Zurzeit läuft eine Ausstellung über den japanischen Maler und Holzschnittmeister Katsushita Hokusai im British Museum, die ich zu gern sehen würde. Weltweit bekannt wurde er vor allem durch seinen Farbholzschnitt „Die große Welle vor Kanazawa“ – ein Motiv, das heute noch mehrfach Postkarten, Tassen und Tragetaschen ziert. Er hatte großen Einfluss auf Maler wie Van Gogh, Monet und Klimt und gilt als Vorreiter der Manga-Kultur. Doch kaum jemand hat wohl von seiner Tochter O-Ei gehört, geschweige denn dass sie ebenfalls Malerin war und ihrem Vater bei seinen Werken assistiert haben soll.
Einblick in den Alltag der ungewöhnlichen Künstlerfamilie gibt der Animationsfilm „Miss Hokusai“ von Keiichi Hara, der letztes Jahr um diese Zeit in den Kinos lief. Das Setting bildet Tokio im Jahr 1814, als die Stadt noch Edo hieß. Gleich zu Beginn war ich perplex, dass die 23-jährige Protagonistin mit ihrem selbstbewussten Auftreten und losem Mundwerk so gar nicht in die Zeit passt. Auch gegenüber ihrem Vater gibt sie sich frech und eigensinnig, hat jedoch großen Respekt vor seinem künstlerischen Schaffen. Während dieser nur für seine Kunst lebt und die Familie völlig vernachlässigt, versucht O-Ei auch außerhalb der Malerei ihren Horizont zu erweitern. Von Kunden und Schülern, die in der chaotischen Wohnung voller Papierknäuel und Tintenfässer verkehren, erfahren wir, was den wesentlichen Unterschied zwischen dem alten und der jungen Hokusai ausmacht: er nimmt es mit der Genauigkeit der Figuren nicht so genau, vermag jedoch in seinen Frauenbildern Erotik und Leidenschaft auszudrücken während es bei der Tochter genau umgekehrt ist.
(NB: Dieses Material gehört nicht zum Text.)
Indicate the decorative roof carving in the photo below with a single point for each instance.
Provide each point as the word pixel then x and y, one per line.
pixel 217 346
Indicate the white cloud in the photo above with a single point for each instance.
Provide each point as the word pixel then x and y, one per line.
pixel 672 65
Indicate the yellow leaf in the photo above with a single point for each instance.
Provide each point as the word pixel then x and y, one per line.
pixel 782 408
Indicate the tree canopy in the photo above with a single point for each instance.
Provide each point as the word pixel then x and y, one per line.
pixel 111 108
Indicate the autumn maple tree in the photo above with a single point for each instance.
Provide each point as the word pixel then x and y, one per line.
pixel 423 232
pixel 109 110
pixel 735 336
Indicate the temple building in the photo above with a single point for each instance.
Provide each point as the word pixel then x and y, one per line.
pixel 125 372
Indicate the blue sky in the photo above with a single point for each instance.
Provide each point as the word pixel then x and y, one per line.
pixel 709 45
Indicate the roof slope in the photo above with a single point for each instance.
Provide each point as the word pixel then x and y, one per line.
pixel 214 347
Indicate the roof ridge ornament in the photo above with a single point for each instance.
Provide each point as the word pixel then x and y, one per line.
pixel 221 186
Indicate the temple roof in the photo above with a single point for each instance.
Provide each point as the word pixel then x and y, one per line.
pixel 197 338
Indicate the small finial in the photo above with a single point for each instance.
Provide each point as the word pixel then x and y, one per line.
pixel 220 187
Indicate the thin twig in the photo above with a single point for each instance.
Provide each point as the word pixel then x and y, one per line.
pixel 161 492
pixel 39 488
Faszinierend ist, wie typische Motive aus Hokusais Bildern in die locker erzählten Episoden eingewebt werden. So begleiten wir O-Ei durch die geschäftigen Straßen gesäumt von Bordellen, Kabukitheatern und Teehäusern, tauchen in das bunte Treiben ein und begegnen Bauern, Händlern und Samurais. Auch Drachen, Geister und Dämonen, von denen Hokusai angeblich in seinen Träumen gequält wurde, werden mystisch und fantasievoll in Szene gesetzt – zum Beispiel in Form von Totenköpfen, die von einem Magnolienbaum purzeln.
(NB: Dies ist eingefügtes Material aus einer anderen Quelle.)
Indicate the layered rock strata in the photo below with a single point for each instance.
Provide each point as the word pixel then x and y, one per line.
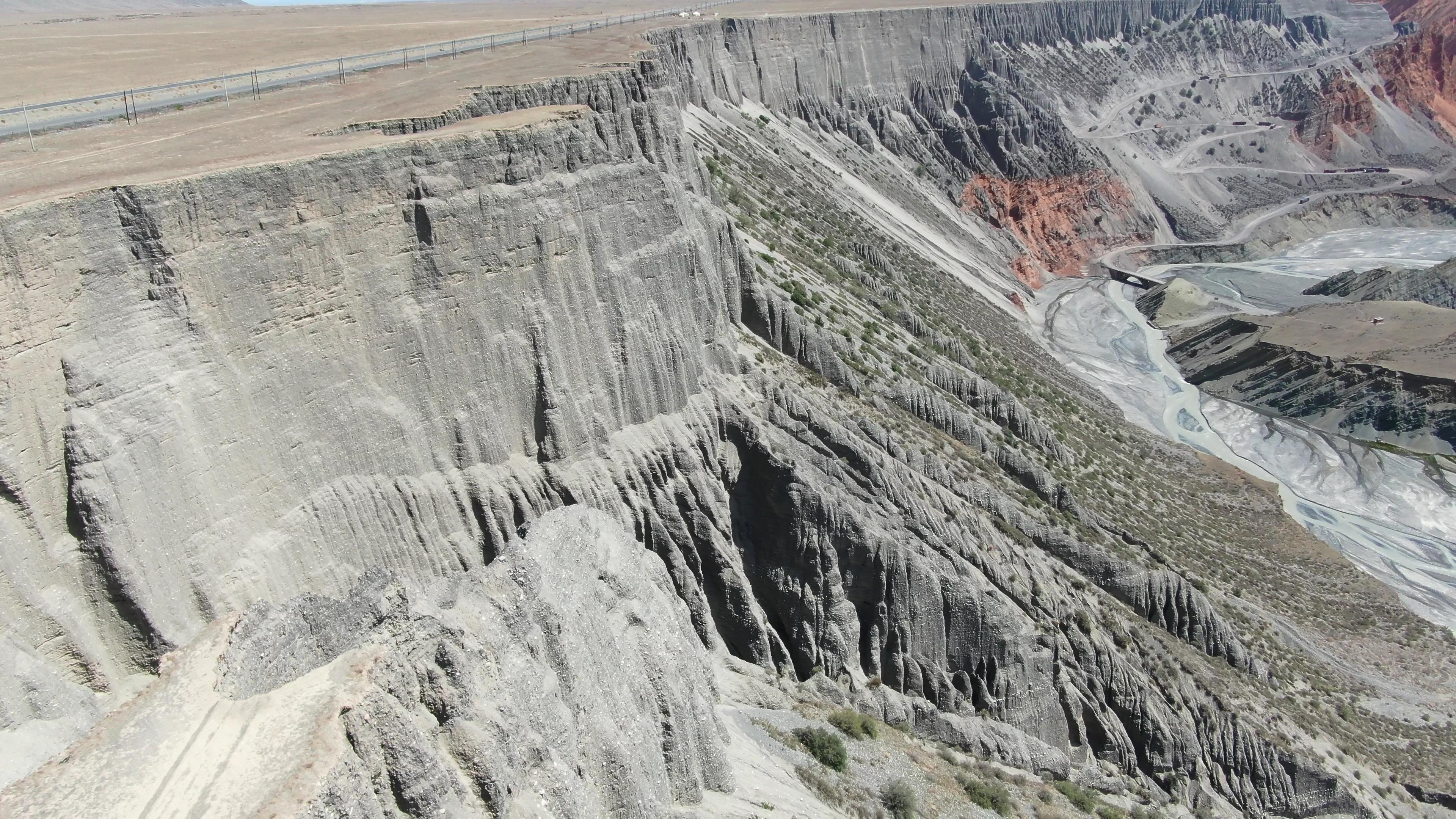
pixel 270 382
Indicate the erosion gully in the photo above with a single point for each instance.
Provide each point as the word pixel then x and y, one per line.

In dem Film geht es vor allem um den schöpferischen Akt und die Magie der Kunst, die Art und Weise wie man sich ihr nähert und mit welcher Wucht sie einen treffen kann, so willkürlich und launenhaft wie der Wechsel der Jahreszeiten, der hier ebenfalls zelebriert wird. Das zeigt sich besonders in O-Eis liebevollem Umgang mit ihrer kleinen blinden Schwester O-Nan. Mal lässt sie O-Nan das Wasser eines Flusses auf der Haut spüren, mal im Schnee herumtollen oder die Zeichnung ihres Vaters befühlen. Es ist ein Film voller kräftiger Farben, zarter Linien, Licht- und Schattenspielen, den man wie ein Gemälde mit Bewunderung betrachten und lange auf sich wirken lassen kann. Eine schöne Einstimmung auf den Japan-Tag am kommenden Sonntag im Englischen Garten.